When someone like this comes along and plies his trade where it’s visible to even the most casual fans, we have no choice but to laud it. It’s not about the Phillies or Rangers or Yankees or whoever after an accomplishment of this magnitude. OK, I’ll allow for Reds fans to ignore the big picture just this one time. But otherwise, this is about sheer captivation.
In the wake of Halladay’s outing, I was talking to my friend Esoteric, scribe over at sportsangle.com. He summed up Halladay’s universal appeal quite nicely.
“I absolutely love the guy, and I’m a Mets fan.”
This was truly a transcendent performance, an artistic masterpiece. Offensive feats bear an entirely different timbre. A hitter has only a precious few at-bats per game in which to hit a milestone home run, for example. A pitching outing like Halladay’s, though, is protracted. It has a grand rhythm, and within that, there are smaller ones — between each pitch, batter and inning. With each of those that passes without that ever-looming first hit, the tension mounts and the unlikely becomes increasingly within reach.
The no-hitter, in and of itself, isn’t such a rare feat. There’s been 266 of them in baseball history (OK, that’s one stat). Modern analysis tells us that the perfect storm of circumstances can conspire to immortalize some underwhelming pitcher on any given night, guys like Dallas Braden and (almost) Armando Galarraga.
But a no-hitter can’t make those guys anything more than the answer to a midseason trivia question on a local network. What a no-no can do, though, is make a star like Doc that much better, that much more heralded and celebrated. We don’t have to look at this one skeptically.
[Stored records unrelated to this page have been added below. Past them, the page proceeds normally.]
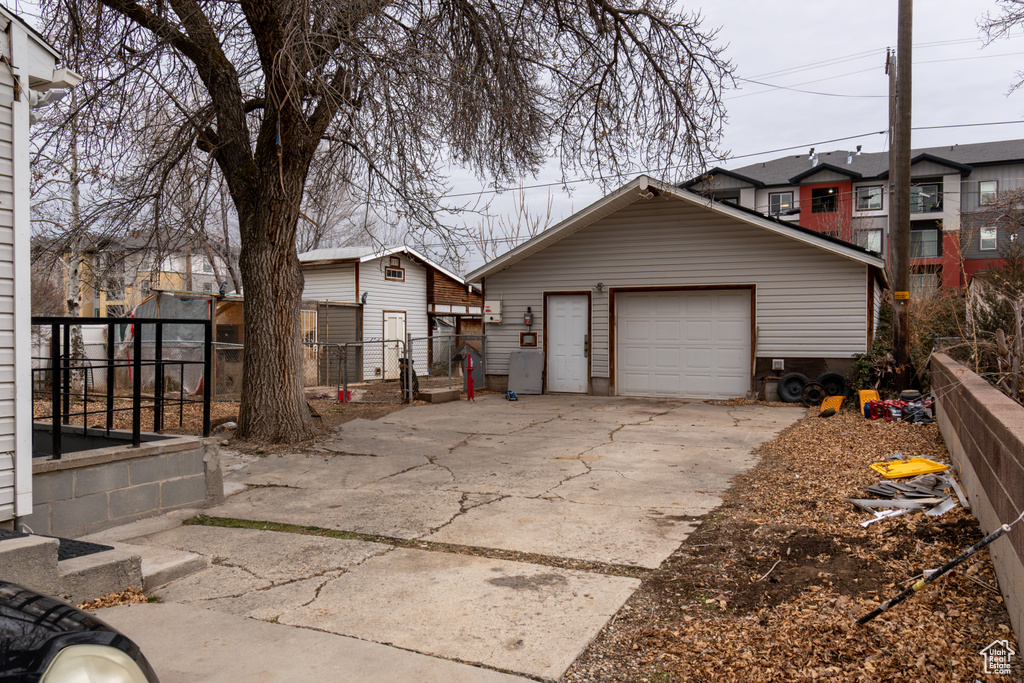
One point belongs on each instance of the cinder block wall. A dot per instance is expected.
(90, 491)
(984, 431)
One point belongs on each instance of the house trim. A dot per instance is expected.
(590, 333)
(711, 173)
(640, 187)
(613, 328)
(824, 167)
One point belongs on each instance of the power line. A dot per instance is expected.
(599, 178)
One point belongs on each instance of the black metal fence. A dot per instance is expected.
(134, 346)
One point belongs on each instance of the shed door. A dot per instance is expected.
(568, 325)
(394, 342)
(694, 344)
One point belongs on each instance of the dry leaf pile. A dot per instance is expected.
(768, 588)
(129, 596)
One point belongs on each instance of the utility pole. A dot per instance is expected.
(899, 212)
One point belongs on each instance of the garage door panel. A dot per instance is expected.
(683, 343)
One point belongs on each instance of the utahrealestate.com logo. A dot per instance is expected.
(997, 656)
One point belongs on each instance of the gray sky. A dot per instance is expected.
(841, 47)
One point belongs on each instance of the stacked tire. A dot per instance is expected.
(794, 386)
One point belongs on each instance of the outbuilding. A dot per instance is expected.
(657, 291)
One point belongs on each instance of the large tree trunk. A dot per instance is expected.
(274, 406)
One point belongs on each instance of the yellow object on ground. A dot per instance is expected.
(898, 469)
(833, 403)
(866, 395)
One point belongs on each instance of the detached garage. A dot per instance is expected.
(656, 291)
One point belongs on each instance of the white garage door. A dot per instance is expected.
(694, 344)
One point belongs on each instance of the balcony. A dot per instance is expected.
(926, 244)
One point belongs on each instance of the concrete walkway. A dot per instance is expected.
(614, 482)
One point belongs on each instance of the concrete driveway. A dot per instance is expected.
(614, 483)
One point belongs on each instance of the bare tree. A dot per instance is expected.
(494, 236)
(388, 93)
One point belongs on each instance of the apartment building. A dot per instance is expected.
(847, 195)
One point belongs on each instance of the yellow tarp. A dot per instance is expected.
(865, 395)
(833, 402)
(898, 469)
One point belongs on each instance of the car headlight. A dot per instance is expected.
(92, 664)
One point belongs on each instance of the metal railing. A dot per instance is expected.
(62, 375)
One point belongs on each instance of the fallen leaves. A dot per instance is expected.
(821, 570)
(129, 596)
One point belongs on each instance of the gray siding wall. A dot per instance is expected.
(7, 392)
(1009, 177)
(810, 303)
(410, 296)
(330, 283)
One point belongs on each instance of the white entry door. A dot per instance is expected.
(568, 325)
(394, 332)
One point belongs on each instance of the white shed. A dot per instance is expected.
(30, 69)
(390, 284)
(656, 291)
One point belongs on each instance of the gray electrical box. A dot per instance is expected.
(526, 372)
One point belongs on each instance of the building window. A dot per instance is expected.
(307, 319)
(987, 190)
(924, 284)
(925, 244)
(870, 240)
(779, 203)
(926, 198)
(989, 239)
(869, 199)
(823, 200)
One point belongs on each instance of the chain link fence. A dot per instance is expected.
(444, 359)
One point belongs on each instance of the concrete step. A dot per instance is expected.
(162, 565)
(439, 395)
(32, 561)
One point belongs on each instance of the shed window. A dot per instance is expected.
(779, 203)
(869, 199)
(989, 239)
(823, 200)
(987, 190)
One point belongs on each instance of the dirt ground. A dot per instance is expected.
(768, 588)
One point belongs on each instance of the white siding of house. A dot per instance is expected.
(810, 303)
(410, 296)
(330, 283)
(878, 304)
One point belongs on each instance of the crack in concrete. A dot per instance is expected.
(464, 507)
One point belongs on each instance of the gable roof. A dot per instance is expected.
(964, 169)
(364, 254)
(642, 186)
(824, 167)
(718, 170)
(780, 171)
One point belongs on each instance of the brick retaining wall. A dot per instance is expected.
(90, 491)
(984, 431)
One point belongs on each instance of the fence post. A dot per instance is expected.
(136, 392)
(55, 376)
(66, 373)
(158, 380)
(111, 337)
(207, 372)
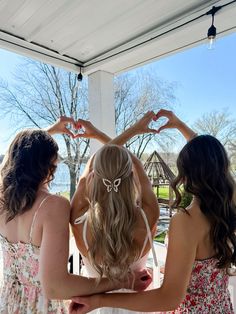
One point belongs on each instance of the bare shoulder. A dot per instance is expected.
(183, 222)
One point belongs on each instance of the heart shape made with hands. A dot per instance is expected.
(158, 123)
(74, 130)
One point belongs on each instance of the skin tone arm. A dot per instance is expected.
(148, 197)
(177, 276)
(57, 283)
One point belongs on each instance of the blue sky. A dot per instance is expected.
(206, 80)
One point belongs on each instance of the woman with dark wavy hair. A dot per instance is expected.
(34, 230)
(202, 240)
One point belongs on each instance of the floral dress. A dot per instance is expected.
(20, 288)
(207, 291)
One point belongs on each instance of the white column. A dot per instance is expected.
(101, 105)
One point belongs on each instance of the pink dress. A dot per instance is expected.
(20, 289)
(207, 291)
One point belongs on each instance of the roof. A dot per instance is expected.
(109, 35)
(157, 169)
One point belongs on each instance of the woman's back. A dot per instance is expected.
(143, 237)
(20, 240)
(207, 290)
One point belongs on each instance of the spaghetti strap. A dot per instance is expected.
(34, 218)
(148, 237)
(80, 220)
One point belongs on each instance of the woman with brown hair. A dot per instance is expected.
(202, 240)
(34, 230)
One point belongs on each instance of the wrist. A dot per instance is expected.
(102, 137)
(50, 130)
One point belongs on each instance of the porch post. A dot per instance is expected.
(101, 105)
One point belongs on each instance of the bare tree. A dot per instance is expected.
(221, 126)
(217, 124)
(135, 95)
(41, 94)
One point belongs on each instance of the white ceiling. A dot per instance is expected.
(109, 35)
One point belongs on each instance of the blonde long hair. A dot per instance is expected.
(112, 215)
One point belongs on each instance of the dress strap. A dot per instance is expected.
(34, 218)
(148, 237)
(80, 220)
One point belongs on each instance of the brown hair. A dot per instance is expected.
(28, 162)
(203, 170)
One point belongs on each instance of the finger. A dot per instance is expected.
(67, 119)
(149, 130)
(68, 132)
(163, 113)
(163, 127)
(80, 135)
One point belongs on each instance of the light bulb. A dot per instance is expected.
(211, 43)
(211, 34)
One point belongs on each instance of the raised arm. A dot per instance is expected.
(175, 123)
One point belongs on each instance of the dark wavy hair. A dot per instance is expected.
(203, 170)
(30, 161)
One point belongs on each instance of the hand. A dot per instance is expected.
(141, 126)
(90, 131)
(173, 121)
(82, 305)
(61, 126)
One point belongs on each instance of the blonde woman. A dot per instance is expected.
(34, 230)
(114, 211)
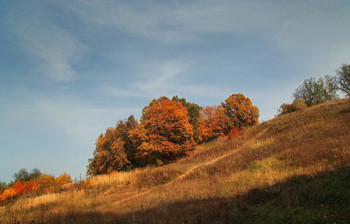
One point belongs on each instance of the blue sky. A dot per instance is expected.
(70, 69)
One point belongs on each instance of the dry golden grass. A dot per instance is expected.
(215, 182)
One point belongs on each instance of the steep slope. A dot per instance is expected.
(292, 169)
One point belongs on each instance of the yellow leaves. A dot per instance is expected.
(240, 111)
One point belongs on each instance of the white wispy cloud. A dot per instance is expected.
(168, 78)
(54, 49)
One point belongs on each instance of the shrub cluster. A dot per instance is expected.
(39, 183)
(315, 91)
(168, 129)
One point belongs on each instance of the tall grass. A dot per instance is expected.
(292, 169)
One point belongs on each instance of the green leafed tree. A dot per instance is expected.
(343, 79)
(24, 175)
(240, 111)
(314, 92)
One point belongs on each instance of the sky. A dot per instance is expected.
(70, 69)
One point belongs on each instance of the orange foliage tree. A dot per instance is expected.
(240, 111)
(164, 133)
(114, 149)
(213, 123)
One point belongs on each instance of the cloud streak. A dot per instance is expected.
(54, 48)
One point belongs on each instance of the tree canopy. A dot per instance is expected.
(314, 92)
(343, 79)
(168, 130)
(240, 111)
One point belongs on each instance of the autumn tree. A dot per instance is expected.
(213, 123)
(240, 111)
(314, 92)
(3, 186)
(193, 111)
(114, 149)
(343, 79)
(166, 130)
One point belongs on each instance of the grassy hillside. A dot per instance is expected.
(292, 169)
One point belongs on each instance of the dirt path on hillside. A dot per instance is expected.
(182, 176)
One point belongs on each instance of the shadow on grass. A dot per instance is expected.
(302, 199)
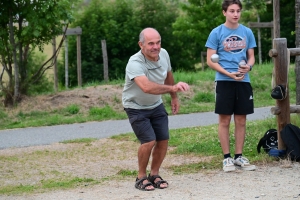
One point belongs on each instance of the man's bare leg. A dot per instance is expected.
(239, 133)
(158, 155)
(144, 153)
(224, 123)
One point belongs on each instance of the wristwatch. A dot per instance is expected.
(250, 67)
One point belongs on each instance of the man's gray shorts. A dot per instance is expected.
(149, 125)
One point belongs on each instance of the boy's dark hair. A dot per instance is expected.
(227, 3)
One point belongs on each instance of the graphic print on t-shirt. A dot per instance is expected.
(234, 44)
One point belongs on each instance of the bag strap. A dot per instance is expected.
(295, 129)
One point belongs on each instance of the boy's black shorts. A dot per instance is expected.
(234, 97)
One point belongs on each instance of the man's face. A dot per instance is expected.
(233, 13)
(151, 46)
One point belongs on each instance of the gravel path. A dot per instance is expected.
(267, 182)
(51, 134)
(279, 181)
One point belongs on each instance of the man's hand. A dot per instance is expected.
(181, 87)
(175, 106)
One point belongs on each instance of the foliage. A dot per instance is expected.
(109, 21)
(25, 25)
(195, 24)
(119, 24)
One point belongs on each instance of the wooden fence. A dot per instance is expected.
(280, 53)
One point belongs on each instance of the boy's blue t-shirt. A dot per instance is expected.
(231, 46)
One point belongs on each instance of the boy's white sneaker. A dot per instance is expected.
(243, 163)
(228, 165)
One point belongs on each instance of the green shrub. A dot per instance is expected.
(72, 109)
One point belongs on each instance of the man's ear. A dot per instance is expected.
(140, 44)
(224, 13)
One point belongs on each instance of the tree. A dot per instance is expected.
(297, 44)
(112, 21)
(26, 25)
(119, 22)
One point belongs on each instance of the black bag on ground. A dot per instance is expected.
(268, 141)
(290, 136)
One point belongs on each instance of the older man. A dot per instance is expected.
(148, 75)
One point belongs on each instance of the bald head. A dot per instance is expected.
(150, 43)
(147, 32)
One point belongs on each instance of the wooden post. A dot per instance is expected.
(79, 61)
(281, 77)
(73, 31)
(203, 54)
(276, 18)
(105, 61)
(260, 25)
(55, 66)
(66, 63)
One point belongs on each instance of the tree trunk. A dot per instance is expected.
(297, 60)
(16, 68)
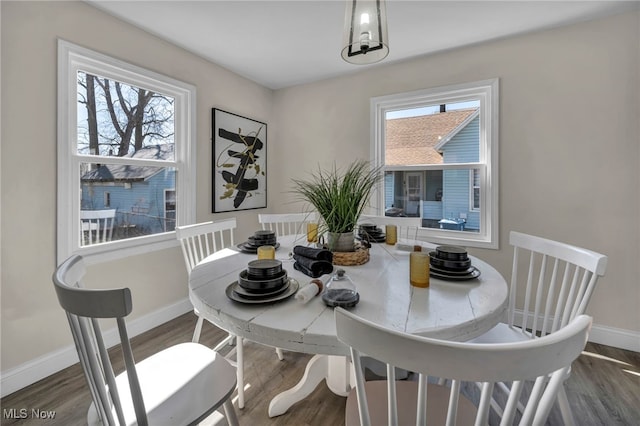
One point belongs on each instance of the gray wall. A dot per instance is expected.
(569, 139)
(569, 151)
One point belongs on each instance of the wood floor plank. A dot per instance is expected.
(604, 387)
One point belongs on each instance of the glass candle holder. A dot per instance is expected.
(266, 252)
(391, 232)
(312, 232)
(419, 269)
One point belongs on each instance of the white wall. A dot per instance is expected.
(569, 138)
(569, 141)
(34, 327)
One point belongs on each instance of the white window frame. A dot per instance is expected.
(486, 91)
(71, 59)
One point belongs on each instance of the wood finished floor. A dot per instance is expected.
(604, 388)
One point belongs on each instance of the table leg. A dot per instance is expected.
(335, 369)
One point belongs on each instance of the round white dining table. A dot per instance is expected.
(452, 310)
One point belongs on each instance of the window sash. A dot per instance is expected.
(71, 59)
(486, 92)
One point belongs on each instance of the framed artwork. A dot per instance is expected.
(239, 162)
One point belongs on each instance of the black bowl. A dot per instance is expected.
(262, 285)
(451, 253)
(452, 265)
(264, 269)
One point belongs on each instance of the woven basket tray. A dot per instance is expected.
(351, 258)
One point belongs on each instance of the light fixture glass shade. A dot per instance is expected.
(365, 39)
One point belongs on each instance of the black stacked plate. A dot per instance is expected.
(263, 281)
(259, 238)
(371, 233)
(452, 263)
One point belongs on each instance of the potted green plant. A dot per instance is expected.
(339, 198)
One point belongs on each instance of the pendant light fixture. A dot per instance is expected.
(365, 39)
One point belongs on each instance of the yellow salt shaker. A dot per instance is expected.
(419, 269)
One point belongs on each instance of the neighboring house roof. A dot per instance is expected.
(413, 140)
(129, 173)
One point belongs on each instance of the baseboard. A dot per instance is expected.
(616, 337)
(28, 373)
(39, 368)
(605, 335)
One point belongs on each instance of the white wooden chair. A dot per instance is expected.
(96, 225)
(287, 223)
(544, 361)
(408, 227)
(551, 283)
(179, 385)
(199, 241)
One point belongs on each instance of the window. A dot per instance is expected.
(438, 149)
(126, 150)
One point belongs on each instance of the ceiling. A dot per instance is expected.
(284, 43)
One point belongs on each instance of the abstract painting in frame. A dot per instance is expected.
(239, 162)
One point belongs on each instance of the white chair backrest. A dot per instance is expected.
(533, 359)
(408, 227)
(287, 223)
(98, 221)
(84, 307)
(201, 239)
(559, 281)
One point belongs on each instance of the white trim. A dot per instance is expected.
(72, 58)
(30, 372)
(604, 335)
(37, 369)
(487, 92)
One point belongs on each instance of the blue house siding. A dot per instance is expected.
(388, 190)
(464, 147)
(139, 203)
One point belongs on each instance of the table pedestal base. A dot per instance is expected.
(336, 370)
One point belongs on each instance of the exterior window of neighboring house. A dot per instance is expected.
(170, 209)
(438, 149)
(474, 202)
(126, 148)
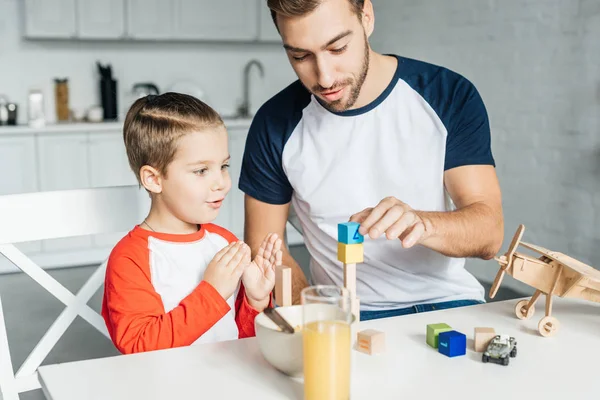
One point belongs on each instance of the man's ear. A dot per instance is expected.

We don’t have to (erroneously) chalk it up to the decline of steroids or the reemergence of big ballparks or the rediscovered emphasis on team defense. We already knew how great Halladay was before Wednesday, and that’s what’s extra special about this.
The guy is just a really, really good pitcher.
It was the fitting supplement to Doc’s perfecto in May. Yes, he threw a perfect game and a postseason no-hitter in the same year. Not bad, eh? But the perfecto, that was an entirely different epic. It took place in Florida, in the season’s second month. A few people watched, sure, and everyone heard about it after the fact, but it may as well have taken place in … well, there’s not really a better example of Baseball Siberia than Florida.
On that day, Halladay became immortal, but on Wednesday he became somehow managed to become bigger than baseball’s biggest games. And for that, he stands alone.